Another mark: I especially chose to use @pkg for packages, as @package is used in Javadoc style documentations for a different purpose. This way confusion should be avoided.

Object properties

  • @col <type> [<name> [<description>]]: describing a column (for (materialized) views and tables). Specifying multiple columns is of course possible. type is the SQL type of the column (e.g. NUMBER), and the only obligatory parameter for this tag.
  • @param [in|out|inout] <type> [<name> [<description>]]: describing a parameter to be passed to a function or procedure. Specify multiple parameters in the order they are passed to the function/procedure, so the documentation will honor this.
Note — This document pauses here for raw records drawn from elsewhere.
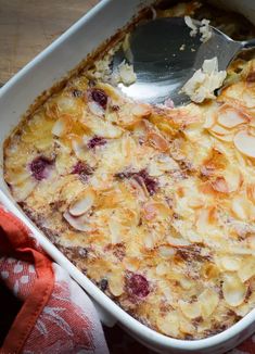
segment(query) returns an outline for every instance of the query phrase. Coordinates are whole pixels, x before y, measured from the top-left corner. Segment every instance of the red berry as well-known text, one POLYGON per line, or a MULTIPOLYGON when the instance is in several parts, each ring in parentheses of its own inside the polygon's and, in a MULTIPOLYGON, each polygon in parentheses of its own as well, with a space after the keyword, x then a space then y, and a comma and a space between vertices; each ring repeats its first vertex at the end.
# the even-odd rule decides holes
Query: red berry
POLYGON ((79 175, 80 180, 86 182, 88 180, 88 176, 91 176, 93 174, 93 169, 86 163, 79 161, 74 166, 72 174, 79 175))
POLYGON ((42 180, 48 177, 49 169, 52 166, 52 161, 47 157, 38 156, 30 163, 30 170, 33 177, 37 180, 42 180))

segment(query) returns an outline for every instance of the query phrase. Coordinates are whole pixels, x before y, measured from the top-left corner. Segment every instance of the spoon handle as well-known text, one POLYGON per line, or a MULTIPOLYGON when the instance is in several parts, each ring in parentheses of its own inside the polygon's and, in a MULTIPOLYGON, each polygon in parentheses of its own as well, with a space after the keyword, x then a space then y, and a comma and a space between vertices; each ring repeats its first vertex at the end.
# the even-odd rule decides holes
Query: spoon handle
POLYGON ((252 49, 255 48, 255 39, 243 40, 242 41, 243 49, 252 49))

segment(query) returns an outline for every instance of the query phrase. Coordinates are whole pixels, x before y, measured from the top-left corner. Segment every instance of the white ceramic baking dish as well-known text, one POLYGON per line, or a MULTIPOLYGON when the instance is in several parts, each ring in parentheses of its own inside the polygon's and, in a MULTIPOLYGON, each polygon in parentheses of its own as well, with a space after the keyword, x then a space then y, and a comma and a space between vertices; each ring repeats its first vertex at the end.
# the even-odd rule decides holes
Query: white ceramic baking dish
MULTIPOLYGON (((43 90, 59 81, 69 69, 74 68, 88 53, 97 49, 106 38, 125 26, 143 5, 154 0, 103 0, 88 14, 73 25, 42 53, 27 64, 4 87, 0 89, 0 143, 18 123, 29 104, 43 90)), ((229 0, 230 8, 243 12, 254 20, 254 0, 229 0)), ((51 242, 35 227, 13 201, 2 178, 0 163, 0 202, 17 215, 31 229, 43 249, 55 262, 62 265, 71 276, 87 291, 98 306, 102 321, 107 325, 118 323, 138 341, 158 353, 224 353, 255 331, 255 309, 238 324, 214 337, 183 341, 167 338, 143 326, 112 300, 101 292, 82 275, 51 242)))

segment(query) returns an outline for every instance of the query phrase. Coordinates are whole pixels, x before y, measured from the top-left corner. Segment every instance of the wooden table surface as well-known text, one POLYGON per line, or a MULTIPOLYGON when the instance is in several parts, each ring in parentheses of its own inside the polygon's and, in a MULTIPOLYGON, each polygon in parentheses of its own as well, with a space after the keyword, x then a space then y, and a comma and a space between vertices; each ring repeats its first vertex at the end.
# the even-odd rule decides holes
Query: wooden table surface
POLYGON ((0 87, 100 0, 0 0, 0 87))

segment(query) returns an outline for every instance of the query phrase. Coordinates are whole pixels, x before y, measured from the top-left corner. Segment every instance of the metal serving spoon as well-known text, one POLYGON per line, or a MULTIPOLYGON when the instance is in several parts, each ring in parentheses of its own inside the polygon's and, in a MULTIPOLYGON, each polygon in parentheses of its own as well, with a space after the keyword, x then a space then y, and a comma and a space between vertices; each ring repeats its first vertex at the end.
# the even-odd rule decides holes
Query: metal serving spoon
POLYGON ((241 50, 255 48, 255 39, 235 41, 209 28, 212 37, 203 43, 201 34, 190 36, 191 28, 183 17, 157 18, 138 26, 130 35, 129 49, 118 50, 113 61, 115 68, 126 60, 137 74, 135 84, 119 84, 123 92, 149 103, 163 103, 170 98, 176 105, 183 104, 190 99, 179 91, 205 59, 217 56, 222 71, 241 50))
The first parameter to this keyword is optional (defaults to in) – if used, it must be one of the three possibilities mentioned. Next comes the SQL type (one word only – if you need something special, like e.g. VARCHAR2(200), simply save the additions for the description. Two more optional arguments follow: The name of the argument (one word). And everything following the name, which makes the description.
  • @return <type> [<name> [<description>]]: describing a return value for a function. Arguments are explained above.
  • @throws <exception> [<description>]]: meant for procedures and functions which "raise" exceptions. It's called throws (instead of raises) since that's the original JavaDoc tags name.
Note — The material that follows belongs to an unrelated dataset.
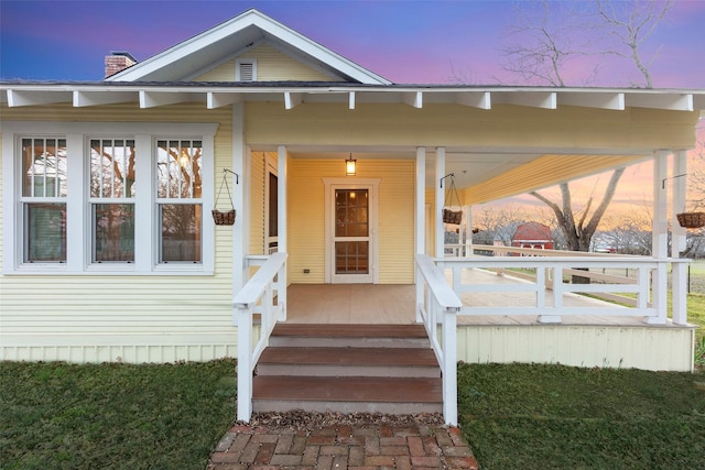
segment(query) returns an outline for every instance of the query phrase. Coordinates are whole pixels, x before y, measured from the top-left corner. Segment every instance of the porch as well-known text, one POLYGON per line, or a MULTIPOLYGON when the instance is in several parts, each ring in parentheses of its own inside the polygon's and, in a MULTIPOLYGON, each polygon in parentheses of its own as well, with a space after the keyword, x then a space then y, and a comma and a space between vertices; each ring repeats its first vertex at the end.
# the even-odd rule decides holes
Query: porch
MULTIPOLYGON (((665 292, 665 285, 650 282, 651 278, 664 281, 666 265, 677 264, 677 260, 666 262, 640 256, 587 258, 592 259, 468 256, 432 260, 426 255, 417 255, 415 285, 286 286, 286 254, 275 253, 269 256, 235 299, 234 319, 238 325, 239 336, 238 393, 241 398, 238 403, 238 416, 245 420, 250 416, 253 400, 247 397, 253 397, 253 390, 271 394, 273 389, 295 389, 304 383, 301 375, 292 379, 292 373, 286 371, 286 379, 280 385, 272 385, 274 381, 258 379, 253 389, 251 373, 258 368, 260 358, 267 356, 265 349, 273 331, 282 326, 297 327, 293 328, 295 336, 303 339, 297 347, 307 348, 308 351, 305 354, 301 349, 290 351, 290 354, 301 354, 301 359, 293 362, 291 358, 286 358, 286 353, 280 353, 280 358, 286 359, 280 359, 279 367, 286 369, 286 361, 289 367, 300 368, 303 364, 304 369, 312 369, 308 367, 310 360, 311 365, 325 364, 324 376, 327 379, 315 379, 313 382, 316 385, 312 385, 310 395, 323 394, 327 397, 333 390, 329 381, 333 378, 339 381, 345 375, 336 367, 350 364, 335 359, 334 353, 339 354, 340 351, 311 348, 306 341, 311 338, 314 338, 314 342, 318 341, 314 330, 326 324, 337 329, 335 335, 324 331, 323 337, 327 343, 315 345, 317 347, 348 347, 348 338, 360 337, 359 329, 372 331, 375 325, 379 325, 381 330, 393 331, 394 325, 398 325, 398 329, 404 329, 412 324, 423 324, 429 341, 423 348, 433 349, 442 380, 441 383, 433 380, 433 383, 426 385, 433 395, 431 400, 436 403, 442 389, 441 404, 448 424, 455 424, 457 418, 457 361, 692 370, 694 327, 684 321, 683 313, 674 310, 673 319, 668 318, 668 309, 662 308, 665 307, 664 297, 653 291, 663 288, 661 292, 665 292), (513 271, 508 271, 523 265, 535 269, 533 282, 521 280, 513 271), (565 282, 565 274, 575 269, 589 274, 583 270, 626 265, 637 270, 636 278, 607 277, 598 273, 603 281, 600 285, 572 285, 565 282), (616 306, 577 294, 586 292, 603 295, 634 293, 636 299, 631 307, 616 306), (259 314, 259 320, 254 324, 253 314, 259 314), (345 328, 346 325, 350 327, 345 328)), ((370 334, 370 337, 373 335, 370 334)), ((386 338, 382 342, 391 341, 386 338)), ((369 345, 362 345, 367 346, 369 345)), ((392 345, 392 348, 398 347, 400 346, 392 345)), ((369 353, 371 352, 367 351, 367 359, 355 367, 368 365, 379 359, 381 367, 375 376, 382 378, 386 375, 384 371, 395 365, 383 362, 392 360, 394 356, 389 350, 377 351, 375 361, 369 353)), ((375 385, 371 385, 372 382, 358 384, 356 390, 381 391, 387 386, 397 386, 391 392, 387 390, 387 396, 404 400, 404 387, 399 389, 394 384, 399 379, 390 380, 383 386, 378 382, 379 379, 376 379, 375 385)), ((352 385, 344 386, 341 390, 349 391, 352 385)), ((339 403, 345 401, 349 400, 339 403)), ((278 398, 273 398, 267 406, 283 409, 276 407, 280 405, 278 402, 278 398)), ((303 400, 296 402, 297 407, 302 404, 303 400)), ((317 406, 333 405, 325 402, 317 406)), ((378 404, 370 406, 371 411, 380 409, 378 404)), ((416 409, 413 406, 398 408, 416 409)))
Supplementary object information

  • @author <text>: information about the author of the documented object
  • @bug <text>: remark about bugs to be fixed here. Something like @todo with higher priority
  • @copyright <text>: copyright information
  • @deprecated <text>: for things just kept for compatibility reasons, which shall be removed soon. This tells the developers not to call this code in new development – and you can walk the "where used" list to eliminate old calls, so you finally can remove this one.
  • @example <text>: usage example
  • @ignore: ignore this object. If this tag is set, the corresponding function/procedure/… will not be listed with the created reference.
  • @ignorevalidation: do not validate Javadoc for this object. Useful e.g. for deprecated objects which are to be dropped soon and should not waste time on documentation
  • @info <text>: some additional information for developers using the code
  • @private: this function/procedure is not mentioned in the package specs, and hence only available inside this package ("internal helper")
  • @see <text>: point to other sources (most likely functions/procedures of the same package or at least the same product)
  • @since <text>: translates to Available since in the generated doc, so it's intended to put a version number and/or date here
  • @testcase <block>: defines a testcase (only useful for functions/procedures, whether stand-alone or in packages). See UnitTest for details.
  • @ticket <(id [text])|text>: more information can be found in a tracking system like Bugzilla. If the first param is numeric, and an URL was configured for a tracker instance, a hyperlink will be created from this. All following/other text will simply be displayed (after this).
  • @todo <text>: marks for the author on what should be done to the object in the future
  • @used <object>: declare resources depending on this object – e.g. packages from other Oracle schemata not recognized by HyperSQL since you don't have their code included
  • @uses <object>: declare required resources - e.g. packages from other Oracle schemata not recognized by HyperSQL since you don't have their code included
  • @verbatim: details that need to be pre-formatted (e.g. code samples)
  • @version <text>: some version info - any text may be passed. Useful for things like SVN keywords – so you can see what version of the object is described in the documentation you are reading later.
  • @webpage <url>: URL where to find more details
  • @wiki <page> [text]: more information can be found in a wiki page. If an URL was configured for a wiki instance, the first paramis expected to be the page name, and a corresponding link is created. All following/other text will be simpy displayed (after this).